Волхв вывел эту тактику на совершенно новый уровень. И вот наступило время, когда у них стало достаточно адептов, когда умонастроения и предрассудки постепенно изменились, когда традиционная концепция Бога безвозвратно утратила свои позиции, и значит, можно было раскрывать всё новые и новые истины.
Данте шел к храму через самые гнусные места Восточного Лондона, впитывая взгляды их обитателей – так же, как во время путешествия через катакомбы. Хотя длинный черный плащ и скрывал его ножи, уличные подонки шестым чувством понимали, что в эту часть джунглей явился некто, занимающий в местной иерархии ступень гораздо выше любого из них. Они почти всегда отворачивались, когда он проходил мимо.
Почти.
Еще до того, как был заложен Первый храм, на одной улице ему как‑то раз бросила вызов банда местных. В ход пошли ножи Данте, два из них рассекли воздух и нашли сердца своих жертв еще до того, как те успели хоть что‑то понять. Еще троих Данте уничтожил в ближнем бою. Его лезвия мелькали и разили так быстро и умело, что со стороны, наверное, казалось, будто хулиганов выпотрошил смерч.
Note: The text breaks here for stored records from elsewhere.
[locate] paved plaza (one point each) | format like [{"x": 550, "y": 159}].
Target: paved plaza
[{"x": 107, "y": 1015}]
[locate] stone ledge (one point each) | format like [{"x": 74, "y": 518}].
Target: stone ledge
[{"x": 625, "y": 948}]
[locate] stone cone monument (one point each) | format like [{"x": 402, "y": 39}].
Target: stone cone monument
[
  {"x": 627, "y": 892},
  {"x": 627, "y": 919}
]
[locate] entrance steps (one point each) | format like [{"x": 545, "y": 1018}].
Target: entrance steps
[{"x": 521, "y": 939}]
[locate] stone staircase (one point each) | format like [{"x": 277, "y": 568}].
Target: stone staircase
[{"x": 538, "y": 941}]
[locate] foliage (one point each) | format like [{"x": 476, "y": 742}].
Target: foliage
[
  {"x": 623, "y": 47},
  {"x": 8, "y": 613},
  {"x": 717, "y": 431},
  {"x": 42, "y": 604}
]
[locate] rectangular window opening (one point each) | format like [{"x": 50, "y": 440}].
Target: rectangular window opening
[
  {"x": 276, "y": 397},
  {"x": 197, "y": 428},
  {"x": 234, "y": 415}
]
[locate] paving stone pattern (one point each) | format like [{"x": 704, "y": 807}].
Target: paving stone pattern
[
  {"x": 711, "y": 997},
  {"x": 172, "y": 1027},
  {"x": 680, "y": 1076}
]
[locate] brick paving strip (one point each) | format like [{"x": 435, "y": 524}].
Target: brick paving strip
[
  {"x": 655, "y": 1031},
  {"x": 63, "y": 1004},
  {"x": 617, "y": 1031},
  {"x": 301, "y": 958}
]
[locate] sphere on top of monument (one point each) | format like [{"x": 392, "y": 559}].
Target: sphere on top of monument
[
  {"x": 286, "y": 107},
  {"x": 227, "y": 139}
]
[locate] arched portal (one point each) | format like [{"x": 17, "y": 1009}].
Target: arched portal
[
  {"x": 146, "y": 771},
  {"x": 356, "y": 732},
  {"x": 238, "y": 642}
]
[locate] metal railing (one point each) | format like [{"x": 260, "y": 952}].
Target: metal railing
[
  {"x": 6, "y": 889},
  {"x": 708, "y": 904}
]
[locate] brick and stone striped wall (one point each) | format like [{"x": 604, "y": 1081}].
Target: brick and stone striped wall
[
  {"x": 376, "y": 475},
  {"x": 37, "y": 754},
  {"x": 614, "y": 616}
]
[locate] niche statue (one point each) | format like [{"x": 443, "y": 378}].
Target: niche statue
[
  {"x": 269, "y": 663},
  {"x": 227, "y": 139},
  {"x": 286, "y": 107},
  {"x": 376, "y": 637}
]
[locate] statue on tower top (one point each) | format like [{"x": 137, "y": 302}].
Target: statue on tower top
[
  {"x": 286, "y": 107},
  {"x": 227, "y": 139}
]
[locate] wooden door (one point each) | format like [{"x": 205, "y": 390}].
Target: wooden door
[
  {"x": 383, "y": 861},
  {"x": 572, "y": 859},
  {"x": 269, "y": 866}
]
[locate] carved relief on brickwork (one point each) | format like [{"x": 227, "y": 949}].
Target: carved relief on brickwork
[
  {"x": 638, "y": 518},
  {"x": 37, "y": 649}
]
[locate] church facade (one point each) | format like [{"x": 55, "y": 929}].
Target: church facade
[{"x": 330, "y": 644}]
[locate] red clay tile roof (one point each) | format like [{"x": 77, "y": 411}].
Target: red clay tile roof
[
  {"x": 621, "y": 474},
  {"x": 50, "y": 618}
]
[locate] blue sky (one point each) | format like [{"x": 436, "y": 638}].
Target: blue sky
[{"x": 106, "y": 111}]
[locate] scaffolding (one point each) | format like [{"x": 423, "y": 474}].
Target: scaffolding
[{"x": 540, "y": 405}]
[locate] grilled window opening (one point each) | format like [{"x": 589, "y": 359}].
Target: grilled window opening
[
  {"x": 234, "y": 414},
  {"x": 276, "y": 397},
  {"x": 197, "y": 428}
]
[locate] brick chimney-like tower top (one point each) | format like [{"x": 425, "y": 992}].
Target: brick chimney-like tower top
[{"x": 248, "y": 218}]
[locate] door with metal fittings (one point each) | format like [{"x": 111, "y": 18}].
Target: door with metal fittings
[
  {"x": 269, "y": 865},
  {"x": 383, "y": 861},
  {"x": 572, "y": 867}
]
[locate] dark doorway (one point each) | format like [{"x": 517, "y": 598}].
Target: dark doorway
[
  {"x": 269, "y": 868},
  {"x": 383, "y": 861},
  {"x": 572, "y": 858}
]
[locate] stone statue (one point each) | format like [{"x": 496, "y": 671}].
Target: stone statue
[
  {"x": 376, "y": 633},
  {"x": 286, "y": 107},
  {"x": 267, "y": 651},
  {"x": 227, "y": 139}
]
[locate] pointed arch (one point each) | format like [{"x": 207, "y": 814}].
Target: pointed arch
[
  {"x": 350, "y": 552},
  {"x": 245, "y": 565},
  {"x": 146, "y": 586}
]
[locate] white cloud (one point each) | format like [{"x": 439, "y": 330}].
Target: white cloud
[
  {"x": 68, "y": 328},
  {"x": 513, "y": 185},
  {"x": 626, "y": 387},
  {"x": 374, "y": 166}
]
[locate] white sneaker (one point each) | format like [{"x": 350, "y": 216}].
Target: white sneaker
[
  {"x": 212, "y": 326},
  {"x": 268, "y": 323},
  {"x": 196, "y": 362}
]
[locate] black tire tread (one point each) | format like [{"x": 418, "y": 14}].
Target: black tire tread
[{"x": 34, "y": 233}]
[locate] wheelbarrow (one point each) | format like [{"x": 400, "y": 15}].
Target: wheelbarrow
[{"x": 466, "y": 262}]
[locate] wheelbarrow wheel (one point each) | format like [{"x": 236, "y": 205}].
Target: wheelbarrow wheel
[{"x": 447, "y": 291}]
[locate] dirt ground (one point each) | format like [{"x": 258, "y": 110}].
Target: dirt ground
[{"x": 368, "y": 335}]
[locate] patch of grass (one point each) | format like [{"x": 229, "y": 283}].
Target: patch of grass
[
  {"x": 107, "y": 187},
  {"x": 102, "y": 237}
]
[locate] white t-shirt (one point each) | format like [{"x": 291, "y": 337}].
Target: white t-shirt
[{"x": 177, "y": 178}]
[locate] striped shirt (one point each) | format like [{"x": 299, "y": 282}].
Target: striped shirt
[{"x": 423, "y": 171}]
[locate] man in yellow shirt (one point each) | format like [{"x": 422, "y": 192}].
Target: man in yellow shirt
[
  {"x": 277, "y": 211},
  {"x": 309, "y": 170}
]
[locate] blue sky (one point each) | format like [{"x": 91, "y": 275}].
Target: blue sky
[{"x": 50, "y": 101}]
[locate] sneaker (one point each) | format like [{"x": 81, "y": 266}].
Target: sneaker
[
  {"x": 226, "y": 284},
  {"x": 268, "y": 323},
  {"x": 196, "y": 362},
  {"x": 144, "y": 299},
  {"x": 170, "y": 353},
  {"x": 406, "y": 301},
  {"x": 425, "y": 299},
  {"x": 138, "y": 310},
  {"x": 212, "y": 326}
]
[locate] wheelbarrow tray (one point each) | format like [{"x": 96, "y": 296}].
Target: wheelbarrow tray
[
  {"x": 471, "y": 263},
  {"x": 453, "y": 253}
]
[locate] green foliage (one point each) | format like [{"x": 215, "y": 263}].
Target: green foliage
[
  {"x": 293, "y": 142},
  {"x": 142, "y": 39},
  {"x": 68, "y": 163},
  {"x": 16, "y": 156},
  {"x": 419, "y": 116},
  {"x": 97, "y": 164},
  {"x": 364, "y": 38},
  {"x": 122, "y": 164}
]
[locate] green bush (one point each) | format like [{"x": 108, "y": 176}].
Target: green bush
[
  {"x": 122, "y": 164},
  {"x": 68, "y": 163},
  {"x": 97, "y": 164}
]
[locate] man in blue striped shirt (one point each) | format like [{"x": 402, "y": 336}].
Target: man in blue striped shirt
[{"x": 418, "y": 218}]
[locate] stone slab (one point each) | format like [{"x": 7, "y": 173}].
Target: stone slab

Стоя среди тел, окруженный тремя другими членами Церкви Зверя, Данте передал всем вокруг безмолвное послание, которое гласило: «Теперь это наша территория, и больше никаких вопросов».
Послание дошло просто великолепно.
Данте обогнул окраину Хакни и продолжил путь, оставляя позади квартал за кварталом ветшающих, закопченных многоквартирных домов, пока не оказался в еще более неприятной местности среди заброшенных зданий и складов, где хранились товары для черного рынка. Из разбитых окон выглядывали лица, воры и бандиты сновали среди покрытых граффити строений. Данте находился в самых дебрях Восточного Лондона. Эти места были так же далеки от Пиккадилли и Букингемского дворца, как и самые удаленные форпосты некогда могущественной Британской империи.
Он нырнул в потайной подземный переход, потом подошел к каналу, полному илистой зеленой воды, который приведет его к месту назначения.
Восточный Лондон напоминал Данте о детстве в Монреале, и дело было не в сходстве культур: бедность везде выглядит одинаково. Всё те же замусоренные улицы и полуразрушенные дома, те же напряженные лица прохожих, те же тела и души, навсегда увядшие от прозябания на задворках общества.
Несмотря на окружающую нищету и врожденную шепелявость, Данте был жизнерадостным ребенком, энергия наполняла его от маленьких ножек до длинных каштановых кудряшек. Его родители были добрыми и ласковыми, и это значило куда больше, чем среда обитания. Когда Данте жаловался отцу на детей в школе, которые смеются над ним из-за шепелявости, тот объяснял, что они просто завидуют его уникальной манере произносить слова. Став постарше, Данте понял, как обстоят дела, однако отец заверил его, что убежден в своей правоте.
Но окружение все же имеет значение. Особенно ярко оно проявило себя, когда Данте было тринадцать и ночью в рождественский сочельник к ним в дом проник вооруженный пистолетом грабитель. Отец Данте услышал шум и попытался дать злоумышленнику отпор. Тот выстрелил в обоих родителей и исчез, оставив мальчика в обществе плачущей младшей сестры и мамы с папой, жизнь которых вытекала вместе с кровью на вытертый ковер.
Родители умерли еще до прибытия скорой, и в ту ночь Данте лишился большей части своей души. С этого момента он видеть не мог огнестрельное оружие. Боль потери, невыносимая боль, которая начала распоряжаться жизнью мальчика, усилилась, когда их с сестрой поместили в детский дом. Данте не только потерял горячо любимых родителей, но и вынужден был теперь, будто тень, влачить жалкое существование в казенном учреждении.
Однако он предпочитал обычный детдом временным приемным семьям, потому что получал удовольствие от драк. Они помогали ему выплеснуть ярость, однако сестре, единственному родному существу, которое у него осталось, жилось там не слишком хорошо. Когда девочке исполнилось пятнадцать, Данте заявил директрисе, что они готовы отправиться в приемную семью. Об этом решении он будет жалеть всю жизнь.
Поздней ночью, спустя полгода после переезда, Данте взял сестру за подбородок и заставил рассказать о синяках на бедрах, которые заметил, когда она переодевалась на ночь. Сестра долго отнекивалась, но, когда над горизонтом поднялось солнце, все ему рассказала. Данте не колебался. Пока приемные родители лежали у себя в спальне, он отправился в кухню, схватил мясницкий нож и пятьдесят два раза всадил его в дряблую плоть негодяя средних лет, который насиловал его сестру. Вмешалась жена ублюдка, поэтому Данте убил и ее.